The Speaker added that it would be unwise to let the entire bill go down the drain, taken that the next general elections would come up in less than 13 months.

He stated that many other provisions in the bill would ease the conduct and ensure a more credible and transparent general election in 2023.

Gbajabiamila reminded his colleagues of the work left undone in the 9th House, saying that time was of the essence and appealed to them to double their efforts to ensure that the Legislative Agenda the House set for itself was exhausted.

He cited the amendment of the 1999 Constitution as one major work outstanding, urging members to redouble their efforts and complete the alteration in good time ahead of 2023.

The Speaker disclosed that the first set of constitution amendment bills would be forwarded to the 36 state Houses of Assembly by February (next month) for approval in line with the requirement of the procedure for amending the constitution.

However, Gbajabiamila praised his colleagues for the achievements the House had recorded so far, especially the interventions it made in several critical sectors and passing many important bills.

The Speaker noted, “The 9th House of Representatives, despite the limitations imposed on us by a global pandemic, has been an unusually productive parliament.  We have taken legislative action to address longstanding challenges of governance and economics in our country.

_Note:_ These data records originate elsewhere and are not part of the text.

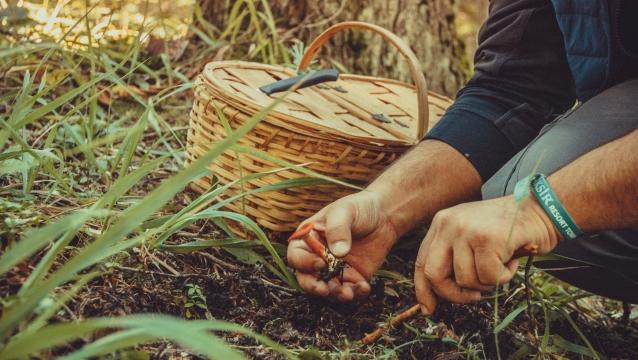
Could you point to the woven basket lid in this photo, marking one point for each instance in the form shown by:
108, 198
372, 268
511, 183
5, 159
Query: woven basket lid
363, 108
353, 108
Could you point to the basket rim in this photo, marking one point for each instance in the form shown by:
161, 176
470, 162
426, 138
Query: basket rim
334, 134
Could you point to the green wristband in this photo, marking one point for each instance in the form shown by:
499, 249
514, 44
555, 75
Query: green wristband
553, 208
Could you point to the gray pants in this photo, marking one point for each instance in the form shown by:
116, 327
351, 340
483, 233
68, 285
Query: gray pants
604, 263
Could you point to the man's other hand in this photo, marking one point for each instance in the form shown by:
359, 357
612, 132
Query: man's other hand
356, 229
471, 248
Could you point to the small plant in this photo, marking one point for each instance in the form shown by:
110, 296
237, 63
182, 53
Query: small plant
194, 298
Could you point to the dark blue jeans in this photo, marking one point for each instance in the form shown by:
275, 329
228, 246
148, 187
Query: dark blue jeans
606, 262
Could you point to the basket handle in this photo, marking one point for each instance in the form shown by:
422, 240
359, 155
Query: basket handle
413, 62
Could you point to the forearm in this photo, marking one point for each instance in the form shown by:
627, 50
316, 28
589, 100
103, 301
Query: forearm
430, 177
600, 189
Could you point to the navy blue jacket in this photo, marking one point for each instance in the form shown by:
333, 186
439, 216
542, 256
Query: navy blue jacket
535, 59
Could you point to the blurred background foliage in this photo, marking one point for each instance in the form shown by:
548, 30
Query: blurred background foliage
94, 225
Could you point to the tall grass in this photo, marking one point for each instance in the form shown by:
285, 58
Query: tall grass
55, 140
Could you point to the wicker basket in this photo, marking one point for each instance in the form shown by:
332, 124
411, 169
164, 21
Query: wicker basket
350, 129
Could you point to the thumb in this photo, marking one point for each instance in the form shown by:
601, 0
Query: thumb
339, 221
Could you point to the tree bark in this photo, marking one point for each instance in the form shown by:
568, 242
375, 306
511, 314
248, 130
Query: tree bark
426, 25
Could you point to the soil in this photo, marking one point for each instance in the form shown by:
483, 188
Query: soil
156, 282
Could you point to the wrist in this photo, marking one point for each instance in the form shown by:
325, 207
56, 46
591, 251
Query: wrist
530, 208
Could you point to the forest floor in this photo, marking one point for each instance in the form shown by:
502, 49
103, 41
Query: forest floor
538, 317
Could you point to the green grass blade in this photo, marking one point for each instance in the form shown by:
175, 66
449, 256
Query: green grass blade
36, 239
129, 220
509, 318
110, 344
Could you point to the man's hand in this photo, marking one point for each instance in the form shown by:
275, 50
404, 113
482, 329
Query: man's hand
356, 228
471, 247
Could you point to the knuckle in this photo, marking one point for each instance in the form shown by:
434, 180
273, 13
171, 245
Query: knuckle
430, 274
444, 218
464, 281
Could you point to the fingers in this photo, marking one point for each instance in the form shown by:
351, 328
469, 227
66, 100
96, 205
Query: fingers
354, 286
312, 285
338, 229
464, 268
490, 268
302, 258
422, 286
438, 271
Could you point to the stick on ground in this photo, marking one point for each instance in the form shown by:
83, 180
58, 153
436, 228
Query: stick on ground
406, 315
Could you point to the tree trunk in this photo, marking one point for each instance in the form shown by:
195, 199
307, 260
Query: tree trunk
426, 25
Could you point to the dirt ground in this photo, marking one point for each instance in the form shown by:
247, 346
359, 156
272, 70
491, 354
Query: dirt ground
159, 282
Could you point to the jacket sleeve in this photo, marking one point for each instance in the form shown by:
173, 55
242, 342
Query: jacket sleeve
521, 82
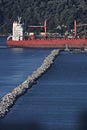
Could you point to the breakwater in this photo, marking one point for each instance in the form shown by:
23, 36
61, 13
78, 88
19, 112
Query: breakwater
9, 99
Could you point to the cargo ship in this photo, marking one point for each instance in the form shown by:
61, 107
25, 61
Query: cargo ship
19, 39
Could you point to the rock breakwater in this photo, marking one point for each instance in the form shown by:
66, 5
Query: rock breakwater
9, 99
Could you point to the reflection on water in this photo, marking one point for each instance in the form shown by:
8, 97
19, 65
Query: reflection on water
59, 99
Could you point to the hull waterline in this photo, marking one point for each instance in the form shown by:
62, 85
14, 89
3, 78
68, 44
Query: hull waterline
49, 43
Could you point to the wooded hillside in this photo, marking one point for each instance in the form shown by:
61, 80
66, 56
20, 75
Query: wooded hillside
56, 12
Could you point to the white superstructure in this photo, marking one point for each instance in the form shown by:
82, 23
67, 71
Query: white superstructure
17, 31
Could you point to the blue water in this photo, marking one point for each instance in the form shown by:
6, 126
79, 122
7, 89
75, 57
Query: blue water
59, 99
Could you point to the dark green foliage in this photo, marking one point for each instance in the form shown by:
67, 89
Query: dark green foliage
34, 12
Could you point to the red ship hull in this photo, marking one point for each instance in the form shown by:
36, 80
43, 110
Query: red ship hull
49, 43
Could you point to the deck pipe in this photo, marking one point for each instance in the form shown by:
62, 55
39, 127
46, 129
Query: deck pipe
9, 99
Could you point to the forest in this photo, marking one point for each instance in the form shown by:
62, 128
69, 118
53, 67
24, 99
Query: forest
33, 12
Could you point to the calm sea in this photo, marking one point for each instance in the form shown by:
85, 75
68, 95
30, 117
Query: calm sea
59, 99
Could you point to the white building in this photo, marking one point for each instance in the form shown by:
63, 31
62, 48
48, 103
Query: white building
17, 31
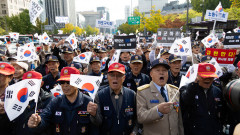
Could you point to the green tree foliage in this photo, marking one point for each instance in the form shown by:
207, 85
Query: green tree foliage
235, 3
209, 4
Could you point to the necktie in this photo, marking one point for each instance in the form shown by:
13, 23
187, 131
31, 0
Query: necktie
163, 94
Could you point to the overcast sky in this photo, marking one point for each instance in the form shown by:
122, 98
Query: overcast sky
116, 7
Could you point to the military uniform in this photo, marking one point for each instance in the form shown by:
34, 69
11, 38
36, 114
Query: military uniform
132, 81
148, 97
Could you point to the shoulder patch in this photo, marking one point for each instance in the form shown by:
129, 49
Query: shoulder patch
173, 86
143, 87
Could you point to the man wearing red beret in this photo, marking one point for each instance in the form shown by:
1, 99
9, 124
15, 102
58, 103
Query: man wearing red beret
202, 103
6, 75
114, 110
67, 113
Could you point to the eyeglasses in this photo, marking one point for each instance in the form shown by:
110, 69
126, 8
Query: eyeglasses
63, 82
115, 75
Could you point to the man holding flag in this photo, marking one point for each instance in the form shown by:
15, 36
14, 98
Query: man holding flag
114, 110
67, 113
203, 104
6, 75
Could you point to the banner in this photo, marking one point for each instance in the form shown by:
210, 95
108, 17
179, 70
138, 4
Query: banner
18, 95
34, 11
14, 35
62, 19
232, 40
148, 39
26, 53
83, 57
72, 41
125, 42
181, 47
57, 91
104, 24
168, 35
115, 57
87, 83
222, 56
209, 40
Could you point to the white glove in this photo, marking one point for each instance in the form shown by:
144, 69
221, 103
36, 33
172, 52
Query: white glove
230, 68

“We have passed landmark legislation to fix our oil and gas industry, reform the police, and re-organise the corporate administration system in our country.

“We have considered and passed meaningful legislation that impacts all areas of our national life.  Some of these bills are the Police Service Commission Act (Repeal and Re-enactment) Bill, the Electric Power Sector Reform Act (Amendment) Bill, and the Deep Offshore and Inland Basin Production Sharing Contracts Act (Amendment) Bill, amongst others.

“Just before we adjourned in 2021, we passed a slate of bills to reform the aviation sector and clean up our airports so that these critical national assets can be properly administered to the best expectations of the Nigerian people.”